Duros ne sait pas s'il va y arriver. Il en doute. Il va commencer par jouer le rôle du directeur de thèse sympa. On verra plus tard pour jouer au méchant.
« Tu baisses les bras. Tu ne te fais pas confiance. Tu te laisses aller aux préjugés. Tu penses comme les blancs et comme les noirs : les blancs qui disent que les noirs sont bons à rien et les noirs que les noirs n’y arriveront jamais et que s’ils y arrivent c’est parce qu’ils sont des bountys. Tu es amoureux, la belle affaire. Tu dois saisir cette chance et dire à ta copine que ton intérêt, que son intérêt, c’est que tu réussisses, c’est que tu termines cette putain de thèse sur laquelle tu travailles depuis trois ans. Mais, au fait, ta copine Maïa, elle est où ?
- On n’est plus ensemble.
- Elle est partie ?
- Non. 
- Je vois, le coup de foudre pour une musulmane. »

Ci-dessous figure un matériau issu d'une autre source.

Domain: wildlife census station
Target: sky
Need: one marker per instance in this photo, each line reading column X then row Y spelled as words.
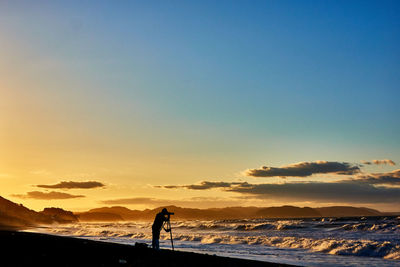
column 200, row 103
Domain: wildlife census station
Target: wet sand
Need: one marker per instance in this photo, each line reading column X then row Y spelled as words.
column 32, row 249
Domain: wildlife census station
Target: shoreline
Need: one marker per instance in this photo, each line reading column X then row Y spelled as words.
column 36, row 249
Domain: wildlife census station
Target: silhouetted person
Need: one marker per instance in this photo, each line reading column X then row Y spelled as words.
column 161, row 217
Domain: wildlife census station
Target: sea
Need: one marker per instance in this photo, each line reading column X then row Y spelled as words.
column 366, row 241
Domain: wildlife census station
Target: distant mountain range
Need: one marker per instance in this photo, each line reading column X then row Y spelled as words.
column 16, row 215
column 117, row 213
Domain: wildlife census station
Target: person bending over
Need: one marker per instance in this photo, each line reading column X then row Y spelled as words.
column 158, row 223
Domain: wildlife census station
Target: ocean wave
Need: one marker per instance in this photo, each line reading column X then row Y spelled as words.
column 386, row 249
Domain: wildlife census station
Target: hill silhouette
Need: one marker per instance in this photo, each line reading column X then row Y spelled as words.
column 16, row 215
column 228, row 213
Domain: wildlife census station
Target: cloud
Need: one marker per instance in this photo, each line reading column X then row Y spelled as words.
column 204, row 185
column 47, row 195
column 346, row 191
column 205, row 202
column 379, row 162
column 389, row 178
column 73, row 185
column 322, row 192
column 303, row 169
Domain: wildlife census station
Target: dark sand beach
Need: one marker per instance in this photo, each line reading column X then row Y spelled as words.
column 33, row 249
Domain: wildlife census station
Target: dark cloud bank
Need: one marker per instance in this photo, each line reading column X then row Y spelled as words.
column 303, row 169
column 371, row 188
column 379, row 162
column 73, row 185
column 48, row 195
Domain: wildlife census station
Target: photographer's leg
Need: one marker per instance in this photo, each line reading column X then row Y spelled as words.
column 156, row 240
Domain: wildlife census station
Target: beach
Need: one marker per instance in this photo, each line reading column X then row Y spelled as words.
column 34, row 249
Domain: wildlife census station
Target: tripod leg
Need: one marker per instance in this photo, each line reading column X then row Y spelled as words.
column 170, row 234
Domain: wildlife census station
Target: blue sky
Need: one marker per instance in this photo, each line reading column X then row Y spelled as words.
column 234, row 83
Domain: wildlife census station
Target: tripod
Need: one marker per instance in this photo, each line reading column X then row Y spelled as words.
column 167, row 228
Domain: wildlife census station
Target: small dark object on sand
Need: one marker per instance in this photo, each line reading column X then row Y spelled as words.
column 141, row 245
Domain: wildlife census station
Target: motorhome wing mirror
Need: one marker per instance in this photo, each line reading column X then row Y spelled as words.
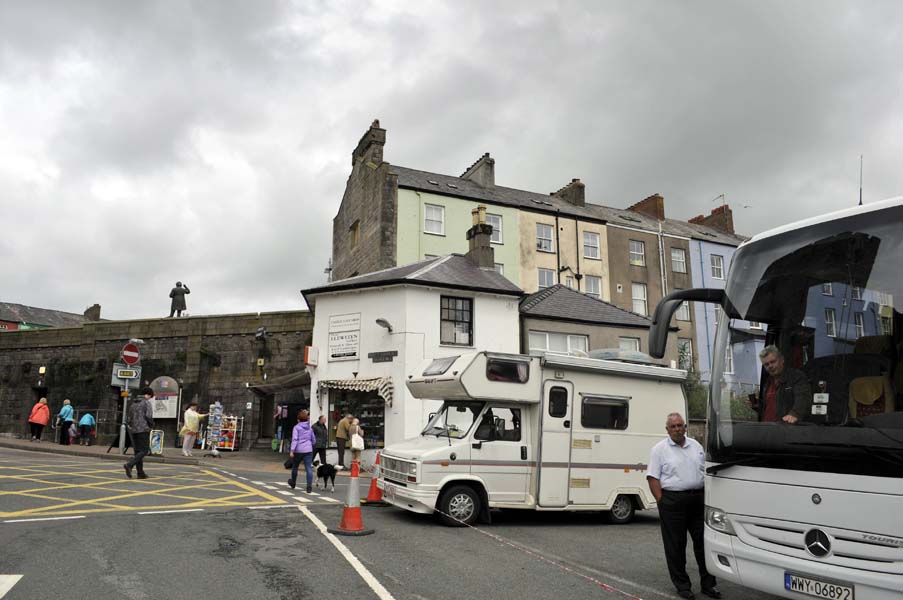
column 661, row 320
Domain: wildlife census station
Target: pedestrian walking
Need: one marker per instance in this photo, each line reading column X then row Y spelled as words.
column 302, row 449
column 140, row 422
column 342, row 437
column 356, row 434
column 189, row 431
column 86, row 425
column 64, row 420
column 322, row 438
column 38, row 419
column 676, row 477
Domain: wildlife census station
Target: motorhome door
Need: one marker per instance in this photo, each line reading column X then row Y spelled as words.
column 555, row 446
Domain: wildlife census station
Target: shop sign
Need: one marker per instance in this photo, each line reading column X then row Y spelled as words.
column 388, row 356
column 344, row 337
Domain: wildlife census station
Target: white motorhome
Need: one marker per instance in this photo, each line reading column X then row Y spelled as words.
column 557, row 432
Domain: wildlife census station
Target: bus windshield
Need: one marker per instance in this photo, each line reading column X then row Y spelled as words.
column 808, row 368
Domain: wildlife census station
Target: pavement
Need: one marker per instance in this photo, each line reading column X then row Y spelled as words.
column 242, row 460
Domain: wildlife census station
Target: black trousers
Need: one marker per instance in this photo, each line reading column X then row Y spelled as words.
column 340, row 445
column 681, row 512
column 141, row 442
column 64, row 433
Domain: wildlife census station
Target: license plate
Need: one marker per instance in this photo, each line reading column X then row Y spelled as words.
column 817, row 587
column 389, row 492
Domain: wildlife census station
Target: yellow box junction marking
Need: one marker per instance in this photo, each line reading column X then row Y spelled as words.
column 115, row 488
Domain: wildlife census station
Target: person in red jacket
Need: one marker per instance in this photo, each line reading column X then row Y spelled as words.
column 39, row 418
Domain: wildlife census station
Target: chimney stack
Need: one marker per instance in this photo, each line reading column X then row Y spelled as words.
column 481, row 252
column 481, row 172
column 92, row 313
column 370, row 148
column 652, row 206
column 721, row 218
column 574, row 193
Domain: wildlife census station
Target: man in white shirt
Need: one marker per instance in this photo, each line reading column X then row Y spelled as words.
column 676, row 477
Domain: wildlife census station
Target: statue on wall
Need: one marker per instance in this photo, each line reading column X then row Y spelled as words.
column 178, row 299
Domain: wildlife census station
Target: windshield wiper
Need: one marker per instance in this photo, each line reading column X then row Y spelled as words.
column 748, row 461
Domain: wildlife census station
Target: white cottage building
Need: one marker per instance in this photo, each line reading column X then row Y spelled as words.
column 373, row 330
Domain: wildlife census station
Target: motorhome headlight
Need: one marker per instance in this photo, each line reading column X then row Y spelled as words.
column 717, row 520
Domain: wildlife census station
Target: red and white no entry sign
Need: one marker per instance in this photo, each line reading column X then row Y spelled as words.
column 130, row 354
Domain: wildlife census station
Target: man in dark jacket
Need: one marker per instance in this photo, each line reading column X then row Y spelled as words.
column 140, row 422
column 322, row 439
column 787, row 395
column 178, row 299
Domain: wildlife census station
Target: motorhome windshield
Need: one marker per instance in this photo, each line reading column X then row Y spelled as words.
column 808, row 356
column 454, row 419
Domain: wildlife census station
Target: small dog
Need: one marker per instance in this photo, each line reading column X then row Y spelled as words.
column 326, row 472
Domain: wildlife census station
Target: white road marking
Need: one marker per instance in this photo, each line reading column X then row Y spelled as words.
column 7, row 582
column 366, row 575
column 44, row 519
column 166, row 512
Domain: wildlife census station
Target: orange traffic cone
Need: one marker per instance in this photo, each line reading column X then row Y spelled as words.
column 351, row 523
column 375, row 495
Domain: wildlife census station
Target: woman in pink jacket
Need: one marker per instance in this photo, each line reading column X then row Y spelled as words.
column 39, row 418
column 303, row 441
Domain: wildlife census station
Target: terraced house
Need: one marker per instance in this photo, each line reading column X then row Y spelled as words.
column 392, row 215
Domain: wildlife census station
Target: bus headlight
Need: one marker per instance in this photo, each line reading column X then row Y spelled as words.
column 717, row 520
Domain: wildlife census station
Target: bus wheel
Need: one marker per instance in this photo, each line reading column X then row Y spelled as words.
column 460, row 505
column 622, row 510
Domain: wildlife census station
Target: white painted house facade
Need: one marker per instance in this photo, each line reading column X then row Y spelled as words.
column 372, row 331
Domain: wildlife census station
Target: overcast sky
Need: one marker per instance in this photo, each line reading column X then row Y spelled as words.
column 143, row 143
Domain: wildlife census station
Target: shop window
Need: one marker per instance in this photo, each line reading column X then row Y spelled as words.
column 440, row 365
column 604, row 413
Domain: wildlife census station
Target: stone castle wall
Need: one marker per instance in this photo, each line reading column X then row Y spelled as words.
column 213, row 356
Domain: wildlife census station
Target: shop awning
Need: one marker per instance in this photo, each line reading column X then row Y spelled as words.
column 282, row 383
column 381, row 385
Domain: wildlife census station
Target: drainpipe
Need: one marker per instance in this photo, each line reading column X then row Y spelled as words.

Abderrahmanni baisse les yeux.

Duros : « Je vais te dire un truc. Tu me déçois. Je suis impressionné par ta lâcheté. Je suis abasourdi par tes mensonges…
- Comment ? »
Le jeune homme est prêt à se lever.
« Cela fait combien d’années que nous nous connaissons, quatre, cinq ans ?
- Cinq.
- T’ai-je jamais trahi ? T’ai-je jamais trompé ? T'ai-je jamais menti ? Non. Ne réponds plus, tu n’as pas le droit… Eh bien, toi, c’est ce que tu es en train de faire… Tu as tout à fait le droit d’abandonner ta thèse, ce n’est pas la première fois que cela arrive, c’est rare mais cela arrive, MAIS TU NE PEUX PAS ME RACONTER DES CONNERIES ! »

Il a hurlé. Les meubles de cette médiocre pièce de la faculté de Nanterre, département d’anthropologie en auraient presque tremblé s'ils n'avaient pas été faits en béton armé.
« Tu n’as pas de couilles. Je te laisse une chance : vas-tu me raconter la vérité ? 
- Heu…
- Tu fais comme tu veux… »
Duros s’est levé. Du haut de son mètre soixante-seize il fait face à son étudiant qui mesure un mètre quatre-vingt-huit quand il est déplié et c’est l’étudiant qui paraît petit.
« Tu peux y aller.
- Comme ça ?
- Comme ça. »

Abderrahmanni Sy hésite. Il s’était attendu à plus de réactions de la part de son patron de thèse et il le sent comme résigné, comme s’il n’existait déjà plus. Il le prend comme la pire des injustices. Il a la main sur la porte et, au lieu d’appuyer sur la poignée, il se retourne violemment.
« Je pensais que vous en feriez plus pour me retenir. »
Duros ne s’est toujours pas rassis, il attend, le regard sévère.
« C’est ce que tu penses ?
- Oui.
- Je ne trouve pas, au contraire. Pour la première fois de ma vie j’ai poussé une gueulante contre un de mes étudiants, m’avais-tu déjà entendu élever la voix dans ce bureau ou ailleurs, non, je le vois à ta tête ?... Il t’en fallait plus ?
- Sans doute.
- Tu réagis comme un amant qui quitte sa maîtresse pour une autre et qui ne comprend pas qu’elle ne pousse pas des cris pour le retenir…
- Drôle de comparaison.
- Effectivement. Drôle de comparaison mais c’est celle qui m’est venue à l’esprit… par association d’idées. Alors, tu n’as toujours rien à me dire de plus ?
- Non.
- Eh bien, je pense que c’est définitivement fini entre nous. Tu peux y aller.
- Vous attendiez quoi de moi ?
- La vérité.
- Mais… Je vous l’ai dite…
- Non.
- Comment pouvez-vous dire cela ?
- Peux-tu m’affirmer fermement, et au regard de tout ce que nous avons vécu ensemble, que tu viens de me dire la vérité ? »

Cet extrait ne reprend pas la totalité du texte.